Since the land exercise Zimbabwe has been importing food from
South Africa and neighbouring countries due to poor farming methods employed by
the new farmers, coupled with erratic rains.
Late last year MDC-T shadow finance minister Tendai Biti said the problems facing the
country cannot be patched up overnight and that the situation is set to worsen
on the back of an under-funded agricultural season.
“I have move around the country and there has not been much
in terms of land preparation, it means we are going to experience food deficit,
agriculture has been underfunded, inputs distributed under the presidential
scheme are too little and banks have only lent less than US$200million.

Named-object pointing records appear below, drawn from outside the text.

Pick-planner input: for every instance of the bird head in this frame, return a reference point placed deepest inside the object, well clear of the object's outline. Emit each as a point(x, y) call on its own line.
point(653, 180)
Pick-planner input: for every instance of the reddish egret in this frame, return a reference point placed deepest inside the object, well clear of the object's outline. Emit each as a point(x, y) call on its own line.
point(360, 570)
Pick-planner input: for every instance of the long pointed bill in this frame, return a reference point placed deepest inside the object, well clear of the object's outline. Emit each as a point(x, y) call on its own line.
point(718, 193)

“Economic indicators show that there will be a
serious shrink of 23 percent in the agricultural sector, 32 percent in mining
while the economy will grow by between 1.5 percent to 1.8 percent next year,”
said Biti.
Capacity utilisation is said to have deteriorated to below 39
percent owing to a cocktail of challenges chief among them expensive but
unreliable water and power supplies, lack of spare parts and unavailability of
cheap funds for recapitalisation.
The situation has also resulted in retrenchments
of at least 300 workers per week with many companies downsizing or folding
operations.
Seasoned market watchers Tetrad Securities said
the situation is not health and requires immediate attention.

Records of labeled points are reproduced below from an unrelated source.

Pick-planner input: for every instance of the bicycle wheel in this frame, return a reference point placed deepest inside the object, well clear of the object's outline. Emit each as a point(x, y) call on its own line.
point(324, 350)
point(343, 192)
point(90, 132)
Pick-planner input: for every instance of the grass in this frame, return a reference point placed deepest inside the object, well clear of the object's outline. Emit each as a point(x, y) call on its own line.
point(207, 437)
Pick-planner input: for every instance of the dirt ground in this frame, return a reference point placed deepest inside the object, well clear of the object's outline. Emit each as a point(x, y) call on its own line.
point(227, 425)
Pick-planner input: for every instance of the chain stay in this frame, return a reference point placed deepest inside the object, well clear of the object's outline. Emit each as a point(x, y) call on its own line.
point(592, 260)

“Solutions are also needed for the widening trade deficit. We
remain a net importer owing to capacity constraints in industry. The further 25
percent increase in the deficit to US$3.77billion shows that the situation
continues to deteriorate which is not healthy.
“Furthermore, the deficit was mainly affected by
the low exports that have been recorded this year. Value from exports was low
owing to softening global commodity prices but what is worrying is the fact that
production in most minerals has remained very low due to funding issues and
this has made Zimbabwe extremely vulnerable,” said Tetrad.